The church was in need of restoration by the beginning of the 20th century, with the flooring, seating and gallery being in poor condition. Fundraising was led by the vicar of Godney, Rev. J. M. Alcock, and the restoration plans drawn up by the diocesan architect Edmund Buckle. The work, which included the construction of a chancel, was carried out in 1903 by Messrs J. Merrick and Son of Glastonbury with supervision by Mr. Buckle. The foundation stone of the new chancel was laid by Major Charles D. Sherston on 20 July 1903. The work cost £700 to £800 and included the removal of the gallery and installation of new pews of pitch pine. The flooring was also concreted and relaid with wooden blocks. A new oak pulpit was added in memory of the late vicar of Godney, Rev. William J. Marshall.

The church reopened on 12 December 1903. The Bishop of Bath and Wells, who had attended the chancel's foundation stone ceremony, had agreed to perform the reopening service, but was unable to attend due to illness. The Assistant Bishop, Rev. Waite Stirling, conducted the service on his behalf.

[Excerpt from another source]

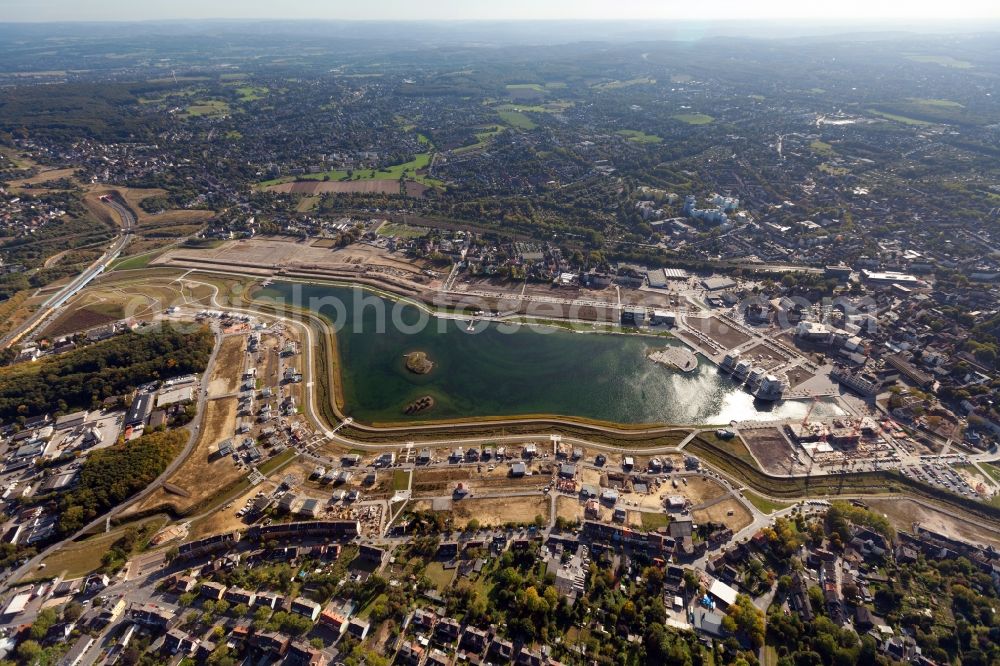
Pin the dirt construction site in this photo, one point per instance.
(268, 257)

A new organ was dedicated at the church on 17 December 1908. It was built by the Positive Organ Company for £150 and funded by public subscription and a £60 donation from the philanthropist Andrew Carnegie. On 22 October 1911, an oak screen, erected to form a vestry at the west end of the nave, was dedicated by the Bishop of Bath and Wells, the Right Rev. George Kennion. It marked the completion of the restoration scheme of 1903.

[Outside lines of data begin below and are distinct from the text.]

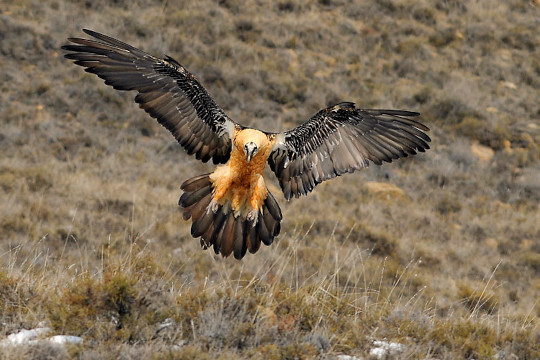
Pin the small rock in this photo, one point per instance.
(65, 339)
(24, 336)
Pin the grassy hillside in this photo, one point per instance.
(444, 260)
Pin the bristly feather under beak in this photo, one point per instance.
(251, 150)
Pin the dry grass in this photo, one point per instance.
(92, 243)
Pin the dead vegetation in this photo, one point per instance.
(445, 261)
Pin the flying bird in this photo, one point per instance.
(231, 208)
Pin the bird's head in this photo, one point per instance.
(250, 149)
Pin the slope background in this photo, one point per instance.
(438, 252)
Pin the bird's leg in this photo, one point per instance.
(258, 195)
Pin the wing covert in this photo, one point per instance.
(166, 91)
(343, 139)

Godney was a sole benefice until it was united with St John's at Glastonbury in 1972. In 1985, it became part of the Abbey Five Benefice with Glastonbury, Meare, and West Pennard. Repairs were carried out in 1980 for a cost of £2,700, which included the replacement of plasterwork and repair of the roof. Holy Trinity closed in 1998 and was declared redundant on 1 July 1999. The pews were removed in 2001 and the church then used for storage. In 2016, planning permission was obtained to use the church as a venue for civil weddings. The conversion work included the installation of a kitchen and toilets. It is now known as the Glastonbury Wedding Venue.

==Architecture==
Holy Trinity is built of Blue Lias ashlar with slate roofs. It was originally made up of a three-bay nave, east vestry and south porch, with a gallery at the west end of nave and a bellcote on the west gable. The apsidal chancel was added in 1903, replacing the original east vestry, and a new vestry was formed at the west end of the nave. With the rebuilding of the church in 1839, heraldic glass of late 16th century origin was installed from a house recently demolished at Lillington. The churchyard wall dates to 1839 and is also Grade II listed.